In just the last two weeks, there were three major DNS outages between Google, Microsoft Azure, and Fonality.
But only one of these companies was able to make even bigger waves with the way they handled their blunder. Fonality, who sells VoIP services and business phone systems, offered a very rare and transparent analysis of their outage. In a detailed statement from Chief Marketing Officer Jeff Valentine, readers were given crucial insight on how to prevent the same mistakes from happening to other companies.
The four hour outage crippled nearly every aspect of their online business, from their website, status site, voice services, and even video chat. All thanks to a simple DNS error. After hours of investigating, the problem was rooted back to a single mistake by a network engineer who had accidentally connected a test network to the company’s production network.
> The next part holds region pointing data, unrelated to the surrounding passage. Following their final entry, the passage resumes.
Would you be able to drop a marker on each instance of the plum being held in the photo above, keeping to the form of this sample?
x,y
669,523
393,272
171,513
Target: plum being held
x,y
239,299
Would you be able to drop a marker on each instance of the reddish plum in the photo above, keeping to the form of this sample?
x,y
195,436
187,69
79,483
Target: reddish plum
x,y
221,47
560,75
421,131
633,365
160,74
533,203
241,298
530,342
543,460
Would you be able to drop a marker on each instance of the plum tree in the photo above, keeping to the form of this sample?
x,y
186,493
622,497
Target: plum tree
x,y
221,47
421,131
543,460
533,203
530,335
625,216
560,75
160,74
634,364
This mistake shut down their DNS system, which in turn knocked all of their services and websites offline.
“DNS is one of those things that gets overlooked… You make your voice servers super-redundant, but you take it for granted that DNS will always work.”
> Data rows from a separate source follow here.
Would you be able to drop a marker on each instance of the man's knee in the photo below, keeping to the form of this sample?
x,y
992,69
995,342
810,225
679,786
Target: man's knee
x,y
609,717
The sad reality is that often times things have to go horribly wrong for one person, in order for other people to learn how to prevent these issues from happening to them. Fonality’s commitment to transparency will hopefully save many businesses from suffering the same fate. Here are just a few of the key lessons Fonality had to learn the hard way (but are easy fixes if you are proactive).
Lesson #1: Backup Your DNS
While there is no way to 100% be assured that your DNS will always be available, you can never have too many backup systems in place. Secondary DNS is easy to set up and requires little to no maintenance. Simply signup for services with another DNS provider (who assumable has Secondary DNS services) and configure your records to be delegated to your secondary provider in the event your primary provider goes down. This is extremely useful for clients who host their own DNS services and are reluctant to move over to a cloud-based DNS provider. This way you can keep your primary systems where you want, but just in case, you have a backup that is able to handle your traffic load.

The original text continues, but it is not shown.